Weekly new Covid cases exceed 1,200 for the first time in Stanly County

Throughout the past several months, it appeared the county was steadily improving following a rough summer and early fall caused by the delta variant. Weekly cases were manageable, usually below 200, and hospitalizations, after hitting a peak of around 30 in September, fell to single digits for a few days in late November.

Then, around the holidays last month, the highly transmissible omicron variant — several times more contagious than delta — exploded onto the scene and cases have since spiked to record levels not seen since the COVID-19 pandemic first began in the spring of 2020.

The Stanly County Health Department reported more than 200 new cases three times this week — which helped attribute to 1,230 new cases, easily surpassing last week’s 888, which had been the most over the past two years of the pandemic. There are about 2,035 active cases within the county, an increase of 72 percent from last week.

The county’s percent positive rate has exploded to almost 26 percent, up from 12 percent at the beginning of January, meaning that for each coronavirus test performed, about one out of every four are coming back positive. The state’s positivity rate is even higher, at 32 percent.

Ten people have died in the past week due to Covid, bringing the monthly total so far to 14. The cumulative total is 236.

The state reported 44,833 new cases on Thursday, the highest daily count on record, and 4,381 people as of Thursday are receiving hospital care for the virus, also the highest total since the pandemic began.

With its increased transmissibility, the new surge is causing all sorts of disruptions. Schools are shifting to remote learning due to staff shortages (more than 1,000 students and staff were quarantined last week); daycare centers are closing; and Atrium Health Stanly has seen an uptick from around 15 patients hospitalized for the virus at the end of December to as many as 30 earlier this week. As of Friday, 25 people are hospitalized.

“The hospital is extremely busy and starting to feel similar to previous surges,” said Dr. Jenny Hinson, a hospitalist at Atrium Health Stanly who regularly interacts with Covid patients. “The suffering we’re seeing is overwhelming and it is heart wrenching to see so many people die.”

According to federal data from Department of Health and Human Services, only about 45 percent of the 117 hospital beds inside Atrium Health Stanly are available.

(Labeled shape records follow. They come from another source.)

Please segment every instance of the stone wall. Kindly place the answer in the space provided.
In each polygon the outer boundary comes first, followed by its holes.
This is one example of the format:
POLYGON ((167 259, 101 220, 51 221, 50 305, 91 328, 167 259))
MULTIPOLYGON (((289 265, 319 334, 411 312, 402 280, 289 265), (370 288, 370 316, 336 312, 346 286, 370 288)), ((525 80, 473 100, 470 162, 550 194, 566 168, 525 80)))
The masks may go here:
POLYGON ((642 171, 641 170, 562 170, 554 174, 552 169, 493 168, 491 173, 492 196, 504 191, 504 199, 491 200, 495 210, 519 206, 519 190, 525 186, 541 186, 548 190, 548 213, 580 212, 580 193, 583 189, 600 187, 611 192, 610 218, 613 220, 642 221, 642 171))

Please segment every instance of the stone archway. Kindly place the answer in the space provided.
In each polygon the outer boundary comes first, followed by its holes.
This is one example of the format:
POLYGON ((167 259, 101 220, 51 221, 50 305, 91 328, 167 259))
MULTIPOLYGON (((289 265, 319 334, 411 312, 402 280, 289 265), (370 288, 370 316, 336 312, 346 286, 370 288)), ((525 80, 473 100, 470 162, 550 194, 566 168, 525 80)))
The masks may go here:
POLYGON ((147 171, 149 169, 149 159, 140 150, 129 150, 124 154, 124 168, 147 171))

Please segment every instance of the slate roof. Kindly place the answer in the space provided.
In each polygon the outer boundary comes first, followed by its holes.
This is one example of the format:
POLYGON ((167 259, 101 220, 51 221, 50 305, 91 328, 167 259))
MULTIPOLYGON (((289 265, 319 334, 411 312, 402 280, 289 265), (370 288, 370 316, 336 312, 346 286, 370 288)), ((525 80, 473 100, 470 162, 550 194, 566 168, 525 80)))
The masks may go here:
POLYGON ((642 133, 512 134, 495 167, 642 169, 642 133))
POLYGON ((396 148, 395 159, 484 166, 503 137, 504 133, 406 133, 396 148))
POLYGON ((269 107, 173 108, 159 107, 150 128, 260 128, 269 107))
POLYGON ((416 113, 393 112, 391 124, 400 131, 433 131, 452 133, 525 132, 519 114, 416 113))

ICU beds are a little better with nine out of 18 available. During this latest surge, Atrium Stanly has been able to create extra ICU beds in its post-operative areas, Hinson said.

“We are seeing tremendous community transmission, way higher than we saw with delta,” which is fueling the hospitalizations, said Dr. Katie Passaretti, vice president and enterprise chief epidemiologist for Atrium Health, during a Zoom call with reporters Friday afternoon.

It’s not just the influx of new patients that is straining the hospital, though, it’s also the loss of staff, many of whom are getting sick with COVID-19.

And just like in previous surges, it’s largely the unvaccinated who are ending up in the hospital, she said.

“Almost every single COVID patient I have lost has been unvaccinated,” Hinson said. “Most of those I’ve admitted have been unvaccinated. But I’ve not treated a single patient for vaccine-related problems. And I don’t expect that to change, because we don’t see long term side effects with vaccines the way we do with medicines.”

Only about 43 percent of Stanly County residents are fully vaccinated, one of the lower rates in the state, even though the vaccines have been available to large portions of the public for close to a year.

There’s been a 72 percent increase in Covid patients on life support over the last two weeks across all Atrium Health facilities, the hospital network posted on Twitter this week. Of the 153 people on life support, 140 of them, or 92 percent, were unvaccinated.

“My number one message is to get vaccinated, including your booster, if eligible,” Hinson said.